Will Salas (Justin Timberlake) earns his "time" day by day for three years after he turns 25 and lives with his mom Rachel (Olivia Wilde) in a working class "zone." In this ghetto looking zone, everyone is rushing against the ticking clock. After his mom's dramatic death, Will is given a century from a 105-year-old guy, who no longer wants to live, leaving him an advice—"Don't waste my time." Will does not. He spends a year—that is the toll charges—to travel to a zone where the rich lives "slowly."
In this rich zone, Will meets time magnate Philippe Weis (Vincent Kartheiser) and his daughter Sylvia (Amanda Seyfried) who spends all her life "trying not to die by mistake," because they can literally live forever otherwise. Will is accused of stealing time and hunted by the chief timekeeper (aka policeman) Leon (Cillian Murphy), Will snatches Sylvia and escapes back to the ghetto zone, and acts like (Robin Hood) dispersing Weis family's time to everyone.
The film is fascinating in displaying an intriguing world using time as a commodity and the only currency. Under such setting, many catchy phrases have a more literal sense. For instance, a sign "Out of Time" lights up at a loan office that lends time with interest. People can exchange, give, take, share, rob, seize, lend, borrow, and certainly waste time.
However, the film never really explains how the exact amount of time is transferred by simply touching each other's hands—they announce the amount, and magically the transaction takes place from one party to another. If all it takes is to touch each other's hand, how come time does not flow to the opposite direction as one announces it? Of course, you never see a person who loses a left arm in the film—there will not have any clock.

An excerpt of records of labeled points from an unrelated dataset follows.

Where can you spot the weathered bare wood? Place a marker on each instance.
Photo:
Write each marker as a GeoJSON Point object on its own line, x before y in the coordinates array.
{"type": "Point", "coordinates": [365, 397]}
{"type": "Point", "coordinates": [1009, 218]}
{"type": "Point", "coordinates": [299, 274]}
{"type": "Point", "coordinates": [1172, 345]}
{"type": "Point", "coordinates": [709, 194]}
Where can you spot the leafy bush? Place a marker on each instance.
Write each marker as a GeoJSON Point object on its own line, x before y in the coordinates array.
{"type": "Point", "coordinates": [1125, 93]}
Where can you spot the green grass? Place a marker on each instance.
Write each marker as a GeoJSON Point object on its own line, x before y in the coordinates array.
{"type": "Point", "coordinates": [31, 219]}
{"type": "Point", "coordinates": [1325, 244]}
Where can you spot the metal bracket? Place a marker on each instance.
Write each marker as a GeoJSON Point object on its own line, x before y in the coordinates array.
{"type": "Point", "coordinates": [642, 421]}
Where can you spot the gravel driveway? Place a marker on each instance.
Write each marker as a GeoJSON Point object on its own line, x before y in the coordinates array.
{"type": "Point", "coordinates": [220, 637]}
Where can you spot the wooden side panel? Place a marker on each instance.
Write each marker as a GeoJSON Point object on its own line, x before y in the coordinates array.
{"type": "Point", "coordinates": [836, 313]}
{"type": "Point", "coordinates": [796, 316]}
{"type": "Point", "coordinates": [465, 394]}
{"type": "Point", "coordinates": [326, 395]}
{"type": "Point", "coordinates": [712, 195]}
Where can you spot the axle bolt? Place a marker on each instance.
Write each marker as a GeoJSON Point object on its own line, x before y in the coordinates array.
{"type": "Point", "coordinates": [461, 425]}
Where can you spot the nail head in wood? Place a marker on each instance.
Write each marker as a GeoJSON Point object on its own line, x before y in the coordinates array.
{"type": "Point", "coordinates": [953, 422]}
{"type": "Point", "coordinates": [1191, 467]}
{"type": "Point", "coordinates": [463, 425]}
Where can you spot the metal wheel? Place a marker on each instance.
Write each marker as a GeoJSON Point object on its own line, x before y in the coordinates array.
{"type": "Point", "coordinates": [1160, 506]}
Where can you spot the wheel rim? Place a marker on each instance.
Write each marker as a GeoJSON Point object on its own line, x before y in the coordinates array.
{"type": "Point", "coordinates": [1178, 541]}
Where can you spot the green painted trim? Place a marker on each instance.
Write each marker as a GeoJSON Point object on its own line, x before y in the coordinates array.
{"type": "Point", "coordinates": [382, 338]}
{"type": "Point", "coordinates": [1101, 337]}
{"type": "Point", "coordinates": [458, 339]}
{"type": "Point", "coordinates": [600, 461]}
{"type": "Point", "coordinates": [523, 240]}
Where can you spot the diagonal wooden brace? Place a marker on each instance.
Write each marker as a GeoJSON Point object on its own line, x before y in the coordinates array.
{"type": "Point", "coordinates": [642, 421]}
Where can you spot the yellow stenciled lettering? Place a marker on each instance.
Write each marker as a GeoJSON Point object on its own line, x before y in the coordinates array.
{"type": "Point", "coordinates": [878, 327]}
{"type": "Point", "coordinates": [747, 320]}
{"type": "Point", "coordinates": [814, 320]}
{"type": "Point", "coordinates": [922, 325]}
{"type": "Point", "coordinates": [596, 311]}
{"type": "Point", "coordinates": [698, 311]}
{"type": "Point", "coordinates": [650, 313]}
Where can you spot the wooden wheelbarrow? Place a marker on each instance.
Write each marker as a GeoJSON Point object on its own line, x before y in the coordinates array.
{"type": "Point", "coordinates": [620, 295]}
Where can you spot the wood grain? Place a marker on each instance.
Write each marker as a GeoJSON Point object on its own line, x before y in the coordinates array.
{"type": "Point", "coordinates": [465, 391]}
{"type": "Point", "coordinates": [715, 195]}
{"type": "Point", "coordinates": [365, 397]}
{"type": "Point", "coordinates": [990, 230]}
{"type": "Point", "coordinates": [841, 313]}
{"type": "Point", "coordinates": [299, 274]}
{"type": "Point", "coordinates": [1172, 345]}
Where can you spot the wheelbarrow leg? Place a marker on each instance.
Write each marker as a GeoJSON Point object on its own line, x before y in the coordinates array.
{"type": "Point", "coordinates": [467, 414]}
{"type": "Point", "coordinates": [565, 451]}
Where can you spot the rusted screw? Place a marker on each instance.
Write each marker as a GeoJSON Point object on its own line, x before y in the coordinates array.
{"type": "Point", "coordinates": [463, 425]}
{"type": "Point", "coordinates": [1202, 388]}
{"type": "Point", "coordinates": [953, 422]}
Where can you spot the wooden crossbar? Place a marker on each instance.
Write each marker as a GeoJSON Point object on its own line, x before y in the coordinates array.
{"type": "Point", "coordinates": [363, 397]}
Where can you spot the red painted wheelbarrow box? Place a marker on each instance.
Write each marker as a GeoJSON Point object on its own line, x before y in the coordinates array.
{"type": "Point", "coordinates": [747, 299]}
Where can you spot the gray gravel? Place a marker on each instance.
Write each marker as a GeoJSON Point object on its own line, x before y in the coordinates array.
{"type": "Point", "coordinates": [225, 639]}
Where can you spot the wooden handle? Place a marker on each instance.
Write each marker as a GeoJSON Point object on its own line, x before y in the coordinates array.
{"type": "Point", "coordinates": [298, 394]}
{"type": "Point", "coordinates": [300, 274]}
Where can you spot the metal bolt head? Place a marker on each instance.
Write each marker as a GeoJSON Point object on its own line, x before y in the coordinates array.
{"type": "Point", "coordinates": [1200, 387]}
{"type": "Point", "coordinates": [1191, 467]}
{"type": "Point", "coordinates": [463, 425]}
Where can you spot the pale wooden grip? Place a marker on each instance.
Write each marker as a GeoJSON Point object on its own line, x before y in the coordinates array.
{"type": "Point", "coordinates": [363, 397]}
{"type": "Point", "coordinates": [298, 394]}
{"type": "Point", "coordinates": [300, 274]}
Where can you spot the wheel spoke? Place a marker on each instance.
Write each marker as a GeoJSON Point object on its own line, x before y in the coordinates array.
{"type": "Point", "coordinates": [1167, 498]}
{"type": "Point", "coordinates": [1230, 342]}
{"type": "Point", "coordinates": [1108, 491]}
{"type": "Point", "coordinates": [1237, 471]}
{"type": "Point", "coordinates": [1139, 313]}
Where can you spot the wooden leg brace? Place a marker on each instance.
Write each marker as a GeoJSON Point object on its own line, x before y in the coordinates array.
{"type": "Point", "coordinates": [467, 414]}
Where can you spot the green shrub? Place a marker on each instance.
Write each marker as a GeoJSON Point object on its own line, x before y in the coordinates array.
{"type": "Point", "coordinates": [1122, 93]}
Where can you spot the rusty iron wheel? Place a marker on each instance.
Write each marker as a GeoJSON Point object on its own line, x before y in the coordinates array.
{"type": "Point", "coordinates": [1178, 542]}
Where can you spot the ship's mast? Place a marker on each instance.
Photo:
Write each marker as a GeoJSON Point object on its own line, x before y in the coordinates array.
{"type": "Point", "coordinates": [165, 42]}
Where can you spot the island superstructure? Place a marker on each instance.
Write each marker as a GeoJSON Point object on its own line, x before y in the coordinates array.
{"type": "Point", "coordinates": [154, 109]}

The film is also unnecessarily contains subplots such as the mob of gangsters. They simply distract the main story line.
Those are just the minor flaws of the film. The biggest problem is that there is hardly any chemistry between Justin Timberlake and Amanda Seyfried. Yet, their characters manage to skinny-dip together just a few minutes after they meet for the first time. It is even more preposterous that Amanda Seyfried's character Sylvia jumps in the 99% camp quickly and turns her back to her father, who is definitely belongs to the 1%. Perhaps the folks occupying city plazas should take a hint and start to search for their Sylvia instead of protesting.
That being said, this is still an entertaining film with refreshing and thought provoking concepts. However, it does not mention the foreign exchange rate for time between countries though, probably because we all know China has too many people living there already.